吴聊忽然不嬉皮笑脸了, 让夏天颇不习惯, 在沙发里局促不安地挪了挪。但他一想到要以这么有创意的方式告诉队友自己把自己蠢死了,心里就又是一阵别扭。
“出了这种事你第一个来找我,说实话,作为你的朋友,我荣幸之至。”吴聊温柔地拍了拍夏天的脑袋, 语气依然严肃,“但同时,作为另外一支战队的队长,我觉得你这么做并不合适。毕竟明天和你一起上场的人不是我。明天你架不住枪,往前送死的人也不是我。”
“要是我的队员胆敢隐瞒这种事情,看我不干死他。”说着吴聊又露出了往常痞气的笑容,意有所指地强调了一下“干”字。
夏天:“……”
“那什么,我没有责备你的意思啊。”吴聊长叹一口气,向后仰头躺进了柔软的沙发里,“虽然帮不上什么忙,但我希望你知道,无论明天你做什么决定,放弃也好,逞能也罢,我都会支持你的。”

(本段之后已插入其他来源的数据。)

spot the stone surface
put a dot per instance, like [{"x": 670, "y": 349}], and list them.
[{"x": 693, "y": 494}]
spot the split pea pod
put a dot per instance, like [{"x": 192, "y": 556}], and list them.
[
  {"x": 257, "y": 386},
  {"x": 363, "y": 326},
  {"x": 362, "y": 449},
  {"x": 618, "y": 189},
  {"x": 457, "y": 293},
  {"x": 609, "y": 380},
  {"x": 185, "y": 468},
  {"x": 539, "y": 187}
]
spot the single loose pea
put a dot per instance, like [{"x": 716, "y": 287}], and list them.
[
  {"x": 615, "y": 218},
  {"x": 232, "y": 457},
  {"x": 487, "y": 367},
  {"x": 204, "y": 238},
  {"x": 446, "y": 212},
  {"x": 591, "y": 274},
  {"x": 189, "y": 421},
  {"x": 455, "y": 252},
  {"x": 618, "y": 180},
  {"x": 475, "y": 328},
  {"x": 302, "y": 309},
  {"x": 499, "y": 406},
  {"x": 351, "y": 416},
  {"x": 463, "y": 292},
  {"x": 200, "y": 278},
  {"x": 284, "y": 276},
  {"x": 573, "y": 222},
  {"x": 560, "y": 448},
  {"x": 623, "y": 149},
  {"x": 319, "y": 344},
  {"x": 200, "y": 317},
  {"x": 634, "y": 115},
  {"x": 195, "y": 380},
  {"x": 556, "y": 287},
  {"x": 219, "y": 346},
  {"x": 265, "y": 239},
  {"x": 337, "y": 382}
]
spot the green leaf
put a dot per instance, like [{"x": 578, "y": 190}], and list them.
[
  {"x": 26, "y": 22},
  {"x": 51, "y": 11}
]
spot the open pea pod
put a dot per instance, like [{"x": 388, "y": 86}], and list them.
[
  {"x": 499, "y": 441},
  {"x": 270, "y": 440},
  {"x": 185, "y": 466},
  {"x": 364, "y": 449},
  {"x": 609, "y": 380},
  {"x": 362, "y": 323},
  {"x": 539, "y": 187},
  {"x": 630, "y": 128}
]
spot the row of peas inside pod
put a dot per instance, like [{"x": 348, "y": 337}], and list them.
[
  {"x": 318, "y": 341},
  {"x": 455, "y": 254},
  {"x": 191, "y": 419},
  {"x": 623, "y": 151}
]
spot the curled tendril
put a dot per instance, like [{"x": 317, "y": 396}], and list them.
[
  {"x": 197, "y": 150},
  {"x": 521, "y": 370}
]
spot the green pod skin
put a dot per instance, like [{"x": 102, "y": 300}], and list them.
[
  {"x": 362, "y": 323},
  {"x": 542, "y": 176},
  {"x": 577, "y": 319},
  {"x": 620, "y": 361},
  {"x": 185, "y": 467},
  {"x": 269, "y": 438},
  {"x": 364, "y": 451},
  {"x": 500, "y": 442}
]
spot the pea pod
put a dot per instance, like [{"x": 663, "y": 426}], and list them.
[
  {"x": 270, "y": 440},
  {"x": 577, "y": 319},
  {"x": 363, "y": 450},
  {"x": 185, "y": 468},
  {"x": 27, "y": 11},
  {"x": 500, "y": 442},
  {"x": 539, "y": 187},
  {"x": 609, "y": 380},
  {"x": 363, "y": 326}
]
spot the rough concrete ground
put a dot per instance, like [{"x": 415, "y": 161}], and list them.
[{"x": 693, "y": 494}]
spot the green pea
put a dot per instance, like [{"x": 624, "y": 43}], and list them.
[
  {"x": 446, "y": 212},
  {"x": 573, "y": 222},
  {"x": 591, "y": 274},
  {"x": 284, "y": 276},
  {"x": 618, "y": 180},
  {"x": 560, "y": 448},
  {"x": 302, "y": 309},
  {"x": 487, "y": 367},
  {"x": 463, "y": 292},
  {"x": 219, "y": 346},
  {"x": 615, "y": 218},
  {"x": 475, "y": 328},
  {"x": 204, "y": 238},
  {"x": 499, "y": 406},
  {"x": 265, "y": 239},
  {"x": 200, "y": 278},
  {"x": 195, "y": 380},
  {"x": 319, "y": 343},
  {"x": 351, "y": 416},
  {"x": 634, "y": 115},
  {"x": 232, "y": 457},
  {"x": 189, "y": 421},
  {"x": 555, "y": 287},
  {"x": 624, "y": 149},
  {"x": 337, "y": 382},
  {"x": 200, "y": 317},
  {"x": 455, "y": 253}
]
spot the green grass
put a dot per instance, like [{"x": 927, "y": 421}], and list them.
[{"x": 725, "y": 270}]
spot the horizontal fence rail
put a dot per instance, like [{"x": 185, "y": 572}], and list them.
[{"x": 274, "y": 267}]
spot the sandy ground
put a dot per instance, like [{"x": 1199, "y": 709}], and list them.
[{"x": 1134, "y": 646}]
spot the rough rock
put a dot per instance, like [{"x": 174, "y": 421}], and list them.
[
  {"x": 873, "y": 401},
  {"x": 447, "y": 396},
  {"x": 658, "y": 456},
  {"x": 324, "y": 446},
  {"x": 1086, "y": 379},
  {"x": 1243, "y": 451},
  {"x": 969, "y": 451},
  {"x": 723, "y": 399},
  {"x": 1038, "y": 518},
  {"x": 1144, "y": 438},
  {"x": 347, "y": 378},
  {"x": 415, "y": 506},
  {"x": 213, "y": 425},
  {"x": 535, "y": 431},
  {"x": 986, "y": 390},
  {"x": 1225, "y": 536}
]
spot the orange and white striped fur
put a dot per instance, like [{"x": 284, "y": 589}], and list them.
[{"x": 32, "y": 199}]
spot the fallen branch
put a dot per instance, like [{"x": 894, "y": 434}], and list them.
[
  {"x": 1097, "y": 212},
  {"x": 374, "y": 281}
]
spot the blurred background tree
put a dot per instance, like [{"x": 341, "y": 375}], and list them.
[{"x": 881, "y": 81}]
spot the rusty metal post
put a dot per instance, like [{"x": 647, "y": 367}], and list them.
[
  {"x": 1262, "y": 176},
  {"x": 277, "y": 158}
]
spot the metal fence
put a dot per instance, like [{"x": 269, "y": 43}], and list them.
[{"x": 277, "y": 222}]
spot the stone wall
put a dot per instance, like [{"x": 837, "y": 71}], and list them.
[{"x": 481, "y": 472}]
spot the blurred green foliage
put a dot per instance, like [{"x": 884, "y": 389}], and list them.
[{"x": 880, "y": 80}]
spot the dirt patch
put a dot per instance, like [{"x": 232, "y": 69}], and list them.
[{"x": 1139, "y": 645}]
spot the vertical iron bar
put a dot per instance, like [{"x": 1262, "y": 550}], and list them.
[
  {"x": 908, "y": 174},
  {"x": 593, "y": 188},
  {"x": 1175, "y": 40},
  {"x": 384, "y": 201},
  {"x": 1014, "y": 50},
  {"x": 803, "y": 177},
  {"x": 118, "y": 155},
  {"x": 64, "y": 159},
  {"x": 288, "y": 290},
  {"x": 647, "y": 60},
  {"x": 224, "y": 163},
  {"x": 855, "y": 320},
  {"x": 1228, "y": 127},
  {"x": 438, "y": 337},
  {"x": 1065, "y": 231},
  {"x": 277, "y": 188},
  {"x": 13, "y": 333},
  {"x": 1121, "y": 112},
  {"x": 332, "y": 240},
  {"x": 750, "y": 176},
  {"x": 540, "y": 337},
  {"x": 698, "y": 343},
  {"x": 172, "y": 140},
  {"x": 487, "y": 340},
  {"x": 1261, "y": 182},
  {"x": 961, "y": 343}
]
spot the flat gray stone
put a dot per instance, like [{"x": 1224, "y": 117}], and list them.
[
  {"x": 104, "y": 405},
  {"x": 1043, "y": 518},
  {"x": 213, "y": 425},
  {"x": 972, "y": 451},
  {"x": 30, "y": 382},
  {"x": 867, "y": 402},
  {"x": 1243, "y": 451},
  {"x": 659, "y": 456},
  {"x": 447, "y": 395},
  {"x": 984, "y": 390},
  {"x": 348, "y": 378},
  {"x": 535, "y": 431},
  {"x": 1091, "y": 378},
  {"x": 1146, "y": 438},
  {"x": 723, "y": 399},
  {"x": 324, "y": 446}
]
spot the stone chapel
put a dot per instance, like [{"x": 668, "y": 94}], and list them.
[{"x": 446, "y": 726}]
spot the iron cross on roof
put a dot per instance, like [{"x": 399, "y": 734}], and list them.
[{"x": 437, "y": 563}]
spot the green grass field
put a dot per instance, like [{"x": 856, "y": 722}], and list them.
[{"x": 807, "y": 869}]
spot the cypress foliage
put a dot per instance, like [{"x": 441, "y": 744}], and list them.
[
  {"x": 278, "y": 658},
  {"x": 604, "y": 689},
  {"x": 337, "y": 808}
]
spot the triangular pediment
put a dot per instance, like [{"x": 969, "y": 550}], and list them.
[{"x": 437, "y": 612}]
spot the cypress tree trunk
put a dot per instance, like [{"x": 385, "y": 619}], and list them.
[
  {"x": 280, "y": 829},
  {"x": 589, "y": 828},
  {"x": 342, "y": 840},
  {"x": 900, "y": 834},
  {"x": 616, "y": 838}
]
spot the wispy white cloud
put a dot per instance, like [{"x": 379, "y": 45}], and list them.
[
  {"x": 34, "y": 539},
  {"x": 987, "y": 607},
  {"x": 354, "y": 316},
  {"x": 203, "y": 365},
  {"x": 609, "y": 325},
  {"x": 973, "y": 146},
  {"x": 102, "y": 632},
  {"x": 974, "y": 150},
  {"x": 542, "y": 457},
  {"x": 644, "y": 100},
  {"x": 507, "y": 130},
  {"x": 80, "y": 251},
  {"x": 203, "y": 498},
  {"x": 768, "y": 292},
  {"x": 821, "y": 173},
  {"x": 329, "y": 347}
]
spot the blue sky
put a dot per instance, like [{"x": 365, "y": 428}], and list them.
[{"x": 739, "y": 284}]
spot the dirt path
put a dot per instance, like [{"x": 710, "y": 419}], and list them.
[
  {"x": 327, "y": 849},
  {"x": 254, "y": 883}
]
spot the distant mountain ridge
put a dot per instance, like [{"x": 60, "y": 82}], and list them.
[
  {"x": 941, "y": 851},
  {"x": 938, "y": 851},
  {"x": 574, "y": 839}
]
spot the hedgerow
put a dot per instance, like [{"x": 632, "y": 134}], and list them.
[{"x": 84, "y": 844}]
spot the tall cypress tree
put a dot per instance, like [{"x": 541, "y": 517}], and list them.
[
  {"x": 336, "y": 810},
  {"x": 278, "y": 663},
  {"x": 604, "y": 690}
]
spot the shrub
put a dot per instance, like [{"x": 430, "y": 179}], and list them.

我比世界上任何一个人都更加希望你好,但无论明天的决定导致了什么结果,我都会无条件支持你的。
“好吧,我现在上去和队长说。”夏天不太自在地垂下脑袋,这才算是答应。
“还有啊,我不知道这事儿,我也从来没有来过这里。”吴聊对着天花板眨了眨眼,“别让你队友平白多想了。”
“嗯,我先上去了。”夏天起身,从沙发后低头凑到吴聊仰着的脑袋面前,轻声笑道,“谢谢你,哥。”
潮湿而温暖的呼吸吻过吴聊之前被冻红的耳垂,就在那一瞬间,他觉得为了这声“哥”,在两个旅馆之间再跑几个来回他都甘之如饴。
“走了,你早点回去。”夏天轻轻地弹了一下吴聊的额头。
吴聊看着夏天上楼的背影,又放纵自己在沙发里多陷了一会儿。
他忽然觉得丹麦这个地方可能风水不好,简直和这里暗无天日的冬季,以及黑色的裸麦面包一样有毒。比赛打得一比吊糟,网上骂声一片,小鱼干莫名的低烧还没退,夏天又把手伤了。一边是他最在意的战队,一边是他最在意的人,偏偏无论哪边,他都觉得有点无能为力。
心累。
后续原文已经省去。